Importing SGML data into CELLAR by means of architectural forms
Gary F. Simons
Summer Institute of Linguistics
Release date: 12 November 1997
Last revised: 15 December 1997
This working paper documents a process for importing SGML data into the CELLAR database. The process, which requires no change to the SGML data and no special-purpose programming on the CELLAR side, is based on a relatively new SGML feature named architectural forms. The user writes a meta-DTD that maps the elements in the SGML data onto architectural forms that express the corresponding objects and attributes in CELLAR. Then an SGML parser uses this to create an "architectural document" that an existing CELLAR parser reads to build the corresponding structure of objects in the CELLAR database.
- The SGML model versus the object model
- An overview of the process for importing SGML data into the CELLAR database
- A step-by-step guide to running the process
- The architecture for mapping SGML data into CELLAR objects
- Solutions to common mapping problems
- Complete examples
- Implementation within CELLAR
I am deeply indebted to my colleague Robin Cover who has helped in many ways over the course of this project.
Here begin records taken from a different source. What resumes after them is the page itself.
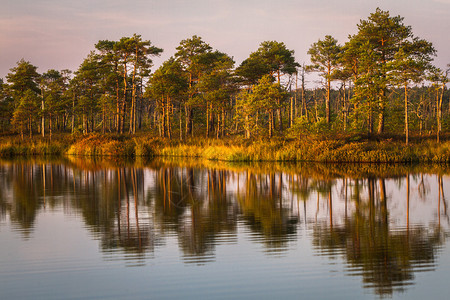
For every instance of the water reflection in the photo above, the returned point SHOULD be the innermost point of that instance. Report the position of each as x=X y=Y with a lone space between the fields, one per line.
x=385 y=222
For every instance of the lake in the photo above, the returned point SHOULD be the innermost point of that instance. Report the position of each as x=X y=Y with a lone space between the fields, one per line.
x=171 y=229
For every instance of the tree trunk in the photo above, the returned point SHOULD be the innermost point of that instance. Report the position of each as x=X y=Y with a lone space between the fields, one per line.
x=327 y=103
x=406 y=115
x=381 y=114
x=43 y=115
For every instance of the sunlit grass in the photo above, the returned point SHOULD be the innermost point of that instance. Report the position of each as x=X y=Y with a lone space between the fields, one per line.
x=238 y=150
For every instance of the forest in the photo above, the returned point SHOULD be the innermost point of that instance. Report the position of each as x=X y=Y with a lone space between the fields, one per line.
x=381 y=84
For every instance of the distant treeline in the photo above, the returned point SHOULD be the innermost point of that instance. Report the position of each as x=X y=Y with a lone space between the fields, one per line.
x=381 y=81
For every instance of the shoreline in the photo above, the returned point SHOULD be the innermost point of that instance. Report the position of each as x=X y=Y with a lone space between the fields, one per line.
x=307 y=149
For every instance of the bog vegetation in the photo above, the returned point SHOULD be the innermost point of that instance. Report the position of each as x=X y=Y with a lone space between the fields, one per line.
x=380 y=91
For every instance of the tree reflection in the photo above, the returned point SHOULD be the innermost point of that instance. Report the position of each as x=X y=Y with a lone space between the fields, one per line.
x=133 y=210
x=386 y=259
x=265 y=212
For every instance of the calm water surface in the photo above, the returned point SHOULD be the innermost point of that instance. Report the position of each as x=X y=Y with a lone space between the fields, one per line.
x=170 y=230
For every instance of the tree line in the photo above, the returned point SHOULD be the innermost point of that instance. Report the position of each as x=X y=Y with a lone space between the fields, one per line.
x=380 y=81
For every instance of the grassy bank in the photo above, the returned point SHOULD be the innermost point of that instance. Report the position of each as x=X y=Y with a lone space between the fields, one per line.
x=305 y=149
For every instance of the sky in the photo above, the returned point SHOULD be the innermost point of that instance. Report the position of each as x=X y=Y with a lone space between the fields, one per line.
x=59 y=34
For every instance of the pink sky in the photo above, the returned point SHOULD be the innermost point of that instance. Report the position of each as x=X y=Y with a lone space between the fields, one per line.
x=58 y=34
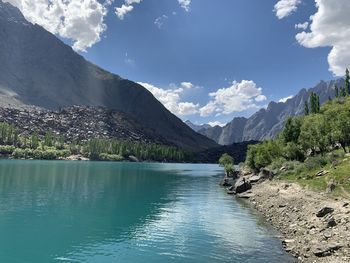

He has gone the extra mile in helping me to find resources and in offering useful feedback and encouragement.
Much of the promise of SGML lies in the fact that descriptively marked up data can be used by multiple applications. Given the fact that an SGML DTD has much in common with the conceptual model that results from an object-oriented analysis of a problem domain, it is logical to conclude that SGML data should be particularly amenable to being imported into software that uses an object-oriented data model. This is not a trivial task, however, since there are some fundamental differences between the SGML model of data and the object model.
This working paper explores that general problem as it develops a solution to a more specific problem, namely, how to import existing SGML data into an existing object-oriented database schema without changing either the SGML data or the database schema. The target system is an object-oriented database system named CELLAR (for Computing Environment for Linguistic, Literary, and Anthropological Research [RST93] [Sim97a]). The solution uses architectural processing to map the SGML data onto architectural forms that the CELLAR system can use to construct the corresponding structure of objects.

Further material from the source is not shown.